Wednesday Night

This morning I wrote several pages of notes, two haibun and five haiku as I sat and waited in the car. That is two haibun and five haiku more than I have managed in the last two days. I’ve been trying to compose on the computer and it just doesn’t work. I can write articles and I can write blog posts, but I just can’t do poetry on the screen.

Give me a sheet of paper and a loaded fountain pen and sometimes, like today, it’s hard to stop me writing. Whether it’s any good or not is a different matter. A quick survey of recent correspondence with editors seems to indicate that opinion is divided.

Ten submissions in the last two months.

One lost in cyberspace.

Three accepted.

Two rejected (one with amazing alacrity).

Four pending.

At that point I decided I should write a poetry post every day, as well as my normal rambling diatribe against modern life. I’m writing enough, so the words wouldn’t be a problem, and may be it’s my chance to grasp a little of the elusive fame that sometimes gathers round a poet.

Tonight, as I sat down to write, i realised that I can’t bring myself to do it.  It’s alright for people who have won prizes or written books, but for someone like me with a patchy publication history it still seems self-indulgent. I don’t want to seem critical of other bloggers, but there’s quite a lot of poetry out there that could do with tightening up. Mine certainly does, so until I reach a higher level I’m going to refrain from self-publishing.

Tonight I finalised a couple of haibun. They have been hanging round for several months and I decided it was time to finish them or put them in the file of fragments. With that in mind, I found things falling into place.

Sometimes it does that, though a poem is never really finished. I can always look back at one and think of a change to make (change, after all is easy, as I often say, it’s improvement that is difficult).

For the moment then, I will confine myself to writing the odd post about poetry, but won’t put any actual poetry in them.

I need to get on now, as I have to write a few more haiku. I’m embarking on the Buson One Hundred again – ten haiku a day for 100 days. Last time I concentrated on fluency and deactivating my internal editor. This time I’m going to try to write something useful.

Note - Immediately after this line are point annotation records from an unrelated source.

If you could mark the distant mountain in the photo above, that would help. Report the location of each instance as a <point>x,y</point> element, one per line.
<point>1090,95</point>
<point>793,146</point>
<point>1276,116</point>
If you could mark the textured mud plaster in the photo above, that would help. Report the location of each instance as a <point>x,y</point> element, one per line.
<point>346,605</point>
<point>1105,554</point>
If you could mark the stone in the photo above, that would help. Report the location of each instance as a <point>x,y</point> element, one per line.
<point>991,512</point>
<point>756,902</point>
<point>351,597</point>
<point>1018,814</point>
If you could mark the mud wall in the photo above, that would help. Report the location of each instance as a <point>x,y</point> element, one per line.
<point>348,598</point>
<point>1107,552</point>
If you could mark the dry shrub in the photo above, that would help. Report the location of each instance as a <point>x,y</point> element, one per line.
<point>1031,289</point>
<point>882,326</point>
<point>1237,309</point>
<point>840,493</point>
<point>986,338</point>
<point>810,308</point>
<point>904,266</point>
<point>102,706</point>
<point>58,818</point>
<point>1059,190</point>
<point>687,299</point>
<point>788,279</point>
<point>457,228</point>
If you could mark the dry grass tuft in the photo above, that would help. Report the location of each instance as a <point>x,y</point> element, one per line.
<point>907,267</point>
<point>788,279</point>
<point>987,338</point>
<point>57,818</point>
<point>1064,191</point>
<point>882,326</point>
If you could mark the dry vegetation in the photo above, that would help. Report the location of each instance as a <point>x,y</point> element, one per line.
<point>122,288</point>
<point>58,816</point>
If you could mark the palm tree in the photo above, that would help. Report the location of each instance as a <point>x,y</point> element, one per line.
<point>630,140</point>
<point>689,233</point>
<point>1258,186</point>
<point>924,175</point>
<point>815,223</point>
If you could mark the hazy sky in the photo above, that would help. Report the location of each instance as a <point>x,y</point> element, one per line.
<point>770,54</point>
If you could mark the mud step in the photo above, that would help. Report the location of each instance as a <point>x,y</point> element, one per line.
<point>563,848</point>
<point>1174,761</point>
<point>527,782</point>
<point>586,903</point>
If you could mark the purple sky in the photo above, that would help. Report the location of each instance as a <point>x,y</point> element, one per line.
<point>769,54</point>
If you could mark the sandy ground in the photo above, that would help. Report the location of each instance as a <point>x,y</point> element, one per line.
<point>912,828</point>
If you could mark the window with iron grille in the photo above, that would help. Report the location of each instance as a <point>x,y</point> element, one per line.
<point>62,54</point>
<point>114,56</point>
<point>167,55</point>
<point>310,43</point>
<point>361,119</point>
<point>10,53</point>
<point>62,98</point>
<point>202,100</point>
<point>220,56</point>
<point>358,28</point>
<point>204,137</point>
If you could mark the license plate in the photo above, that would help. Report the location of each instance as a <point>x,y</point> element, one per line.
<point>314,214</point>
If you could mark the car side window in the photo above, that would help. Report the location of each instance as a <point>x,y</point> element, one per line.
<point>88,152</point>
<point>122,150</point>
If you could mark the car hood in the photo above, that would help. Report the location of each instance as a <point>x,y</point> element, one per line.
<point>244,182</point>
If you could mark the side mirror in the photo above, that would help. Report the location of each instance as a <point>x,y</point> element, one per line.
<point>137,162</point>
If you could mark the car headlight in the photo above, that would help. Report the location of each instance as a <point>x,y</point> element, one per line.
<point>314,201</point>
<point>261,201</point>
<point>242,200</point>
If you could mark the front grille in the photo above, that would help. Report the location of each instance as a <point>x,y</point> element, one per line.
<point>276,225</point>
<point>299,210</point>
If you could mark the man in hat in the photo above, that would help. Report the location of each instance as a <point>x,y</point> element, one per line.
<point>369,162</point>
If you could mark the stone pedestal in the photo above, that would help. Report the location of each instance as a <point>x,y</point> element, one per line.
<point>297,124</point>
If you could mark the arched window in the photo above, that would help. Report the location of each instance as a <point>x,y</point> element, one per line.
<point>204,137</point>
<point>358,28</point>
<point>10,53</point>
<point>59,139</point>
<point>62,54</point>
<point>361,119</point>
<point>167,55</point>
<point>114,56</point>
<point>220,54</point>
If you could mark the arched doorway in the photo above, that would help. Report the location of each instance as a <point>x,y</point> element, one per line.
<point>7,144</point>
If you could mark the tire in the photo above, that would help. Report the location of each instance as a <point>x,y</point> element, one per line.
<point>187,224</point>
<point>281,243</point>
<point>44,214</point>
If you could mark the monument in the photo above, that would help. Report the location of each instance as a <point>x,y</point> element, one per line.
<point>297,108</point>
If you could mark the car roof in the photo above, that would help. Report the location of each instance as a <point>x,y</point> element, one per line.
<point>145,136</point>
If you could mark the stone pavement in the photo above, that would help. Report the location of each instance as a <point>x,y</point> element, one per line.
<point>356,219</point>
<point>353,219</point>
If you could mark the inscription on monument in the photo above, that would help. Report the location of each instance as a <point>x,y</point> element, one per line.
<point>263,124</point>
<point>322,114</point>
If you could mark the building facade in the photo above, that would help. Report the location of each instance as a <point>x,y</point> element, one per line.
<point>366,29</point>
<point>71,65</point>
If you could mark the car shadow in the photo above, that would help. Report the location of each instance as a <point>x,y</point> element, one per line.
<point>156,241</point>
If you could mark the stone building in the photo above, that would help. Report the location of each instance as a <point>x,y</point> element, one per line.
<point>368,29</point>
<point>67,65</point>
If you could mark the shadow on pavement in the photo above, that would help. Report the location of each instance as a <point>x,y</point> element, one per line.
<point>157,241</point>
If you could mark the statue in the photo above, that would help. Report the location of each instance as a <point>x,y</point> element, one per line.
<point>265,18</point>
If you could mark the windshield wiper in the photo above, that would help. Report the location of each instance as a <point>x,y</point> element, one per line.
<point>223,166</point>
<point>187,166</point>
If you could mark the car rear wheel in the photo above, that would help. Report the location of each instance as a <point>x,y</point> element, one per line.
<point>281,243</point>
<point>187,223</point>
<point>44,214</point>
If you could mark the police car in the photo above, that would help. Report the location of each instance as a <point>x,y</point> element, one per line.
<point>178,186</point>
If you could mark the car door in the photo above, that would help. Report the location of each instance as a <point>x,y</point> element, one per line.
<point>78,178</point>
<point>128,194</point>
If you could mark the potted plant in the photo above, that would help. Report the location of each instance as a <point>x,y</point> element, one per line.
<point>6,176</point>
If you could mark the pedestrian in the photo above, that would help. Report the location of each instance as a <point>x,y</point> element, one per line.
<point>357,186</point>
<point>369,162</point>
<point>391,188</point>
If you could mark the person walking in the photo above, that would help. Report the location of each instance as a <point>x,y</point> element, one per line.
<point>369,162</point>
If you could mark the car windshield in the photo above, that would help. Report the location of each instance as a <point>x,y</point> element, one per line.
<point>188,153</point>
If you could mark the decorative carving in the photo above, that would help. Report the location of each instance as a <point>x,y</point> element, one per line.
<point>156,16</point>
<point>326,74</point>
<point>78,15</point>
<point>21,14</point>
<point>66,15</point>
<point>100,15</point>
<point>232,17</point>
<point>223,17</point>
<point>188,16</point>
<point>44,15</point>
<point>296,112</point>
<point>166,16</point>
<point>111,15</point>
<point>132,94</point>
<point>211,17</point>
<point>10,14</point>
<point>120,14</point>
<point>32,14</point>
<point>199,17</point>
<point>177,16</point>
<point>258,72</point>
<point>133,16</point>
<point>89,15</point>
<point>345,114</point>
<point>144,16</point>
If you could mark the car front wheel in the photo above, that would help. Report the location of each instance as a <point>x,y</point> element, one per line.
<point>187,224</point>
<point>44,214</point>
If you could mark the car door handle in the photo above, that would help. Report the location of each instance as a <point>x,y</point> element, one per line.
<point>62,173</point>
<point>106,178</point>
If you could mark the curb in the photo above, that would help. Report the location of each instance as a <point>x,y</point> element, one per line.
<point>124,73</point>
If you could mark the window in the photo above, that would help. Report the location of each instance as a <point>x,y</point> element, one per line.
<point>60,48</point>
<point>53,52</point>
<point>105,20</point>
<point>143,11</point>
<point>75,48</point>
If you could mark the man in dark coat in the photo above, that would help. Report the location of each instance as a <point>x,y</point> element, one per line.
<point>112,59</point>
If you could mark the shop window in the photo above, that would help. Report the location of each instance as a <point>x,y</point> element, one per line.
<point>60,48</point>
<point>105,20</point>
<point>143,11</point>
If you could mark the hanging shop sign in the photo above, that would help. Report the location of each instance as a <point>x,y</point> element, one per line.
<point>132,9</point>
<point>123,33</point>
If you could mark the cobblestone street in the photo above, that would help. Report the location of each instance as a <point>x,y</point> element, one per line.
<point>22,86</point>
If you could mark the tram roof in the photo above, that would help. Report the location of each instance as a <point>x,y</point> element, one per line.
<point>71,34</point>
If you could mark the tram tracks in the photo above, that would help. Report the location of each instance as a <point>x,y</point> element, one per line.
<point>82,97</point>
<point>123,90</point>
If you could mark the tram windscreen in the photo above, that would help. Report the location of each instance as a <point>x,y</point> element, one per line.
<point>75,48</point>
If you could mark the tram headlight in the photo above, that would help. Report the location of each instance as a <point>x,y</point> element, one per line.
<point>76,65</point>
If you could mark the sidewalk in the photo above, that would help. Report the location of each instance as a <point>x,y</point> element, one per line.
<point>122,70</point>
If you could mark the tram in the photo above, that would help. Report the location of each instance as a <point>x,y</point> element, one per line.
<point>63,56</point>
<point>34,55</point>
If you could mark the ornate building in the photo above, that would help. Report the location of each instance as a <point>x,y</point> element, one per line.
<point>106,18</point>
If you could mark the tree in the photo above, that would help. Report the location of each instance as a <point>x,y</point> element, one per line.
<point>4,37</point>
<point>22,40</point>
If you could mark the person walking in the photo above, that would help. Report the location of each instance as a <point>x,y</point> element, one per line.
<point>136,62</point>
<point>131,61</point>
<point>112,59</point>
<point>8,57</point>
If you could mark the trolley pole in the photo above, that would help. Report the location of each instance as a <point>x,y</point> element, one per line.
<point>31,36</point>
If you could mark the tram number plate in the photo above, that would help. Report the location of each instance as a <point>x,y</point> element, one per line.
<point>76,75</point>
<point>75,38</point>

A hundred days from now is, I think 17th December. It’s not the most inspiring time of year, but I may as well do it while the enthusiasm takes me or I may end up putting it off for another year.

My Orange Parker Pen

As a warning, and to see if you really read to the end, if you see the picture of stones as the featured image it means it’s a poetry post. This gives you a sporting chance to avoid it.

The stones were in the car park at Aldeburgh last time we visited. Despite being just yards from the beach I suspect that the pink granite chippings indicate it has been shipped in from miles away (probably Aberdeen or thereabouts) to surface a car park that is just a yard away from, a massive shingle beach. The round stone, though, probably is from the beach.